This is general guidance, not legal advice. If you're worried about exposure, talk to a lawyer in your state.
The short version
Your agent says "this call is being recorded for quality" in its first sentence by default. That single line satisfies disclosure requirements in all 50 states. You do not need to do anything else.
One-party vs two-party consent
Federal law and 38 US states are "one-party consent" — only one person on the call has to know about the recording, and that person is you (or your AI).
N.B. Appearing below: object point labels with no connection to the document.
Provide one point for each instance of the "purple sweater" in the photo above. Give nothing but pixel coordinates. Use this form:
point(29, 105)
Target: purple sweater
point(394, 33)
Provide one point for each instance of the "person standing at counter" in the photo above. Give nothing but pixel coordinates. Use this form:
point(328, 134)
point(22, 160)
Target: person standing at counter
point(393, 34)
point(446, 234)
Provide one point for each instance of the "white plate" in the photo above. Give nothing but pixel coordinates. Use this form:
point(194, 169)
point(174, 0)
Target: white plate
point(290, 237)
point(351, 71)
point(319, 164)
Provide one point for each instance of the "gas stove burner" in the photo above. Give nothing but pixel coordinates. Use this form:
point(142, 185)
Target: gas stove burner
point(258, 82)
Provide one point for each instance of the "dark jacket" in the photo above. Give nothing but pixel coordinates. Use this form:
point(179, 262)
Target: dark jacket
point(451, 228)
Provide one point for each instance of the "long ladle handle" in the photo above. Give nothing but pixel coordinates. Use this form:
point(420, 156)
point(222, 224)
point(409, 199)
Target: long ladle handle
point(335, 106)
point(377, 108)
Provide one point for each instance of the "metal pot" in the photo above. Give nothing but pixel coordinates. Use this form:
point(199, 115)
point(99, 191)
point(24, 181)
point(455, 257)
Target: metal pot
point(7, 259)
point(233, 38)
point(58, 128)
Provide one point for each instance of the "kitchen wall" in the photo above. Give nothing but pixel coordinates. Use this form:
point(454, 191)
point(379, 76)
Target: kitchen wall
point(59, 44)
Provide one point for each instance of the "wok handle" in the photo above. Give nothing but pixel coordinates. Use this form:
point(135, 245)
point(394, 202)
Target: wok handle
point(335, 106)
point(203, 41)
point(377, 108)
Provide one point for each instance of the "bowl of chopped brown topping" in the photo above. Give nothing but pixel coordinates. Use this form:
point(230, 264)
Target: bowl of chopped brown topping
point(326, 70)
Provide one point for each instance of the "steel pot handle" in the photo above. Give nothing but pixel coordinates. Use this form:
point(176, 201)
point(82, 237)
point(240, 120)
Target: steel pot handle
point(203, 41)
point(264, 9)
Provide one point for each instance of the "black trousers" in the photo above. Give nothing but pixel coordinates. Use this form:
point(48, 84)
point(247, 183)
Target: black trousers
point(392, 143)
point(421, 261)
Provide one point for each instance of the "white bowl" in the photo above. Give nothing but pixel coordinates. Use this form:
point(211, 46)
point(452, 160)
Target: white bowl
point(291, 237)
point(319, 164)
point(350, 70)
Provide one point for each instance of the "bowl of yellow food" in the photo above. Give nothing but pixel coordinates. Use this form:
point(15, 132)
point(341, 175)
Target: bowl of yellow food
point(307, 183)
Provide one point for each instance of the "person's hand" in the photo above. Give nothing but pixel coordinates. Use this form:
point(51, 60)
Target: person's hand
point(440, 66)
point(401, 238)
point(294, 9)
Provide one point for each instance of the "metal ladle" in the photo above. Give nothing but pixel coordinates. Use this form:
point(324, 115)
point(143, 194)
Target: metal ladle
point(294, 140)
The remaining 12 states require all parties to consent before recording.
Two-party consent states (you MUST disclose)
- California
- Connecticut
- Delaware
- Florida
- Illinois
- Maryland
- Massachusetts
- Michigan
- Montana
- Nevada
- New Hampshire
- Oregon (in certain circumstances)
- Pennsylvania
- Washington
The disclosure line in the first message covers these. As long as the caller continues the conversation after hearing it, that constitutes implicit consent. If they object, the agent apologizes and ends the call.
Penalties for violation
Vary by state. California allows civil penalties of $5,000 per violation. Pennsylvania classes it as a third-degree felony. In two-party states, recording without disclosure can also expose you to invasion-of-privacy claims.
Can I turn the disclosure off?
Yes, on the Voice Agent page → uncheck "Disclose call recording at start." We strongly recommend leaving it on. The 2-second disclosure costs you nothing; a violation costs you thousands.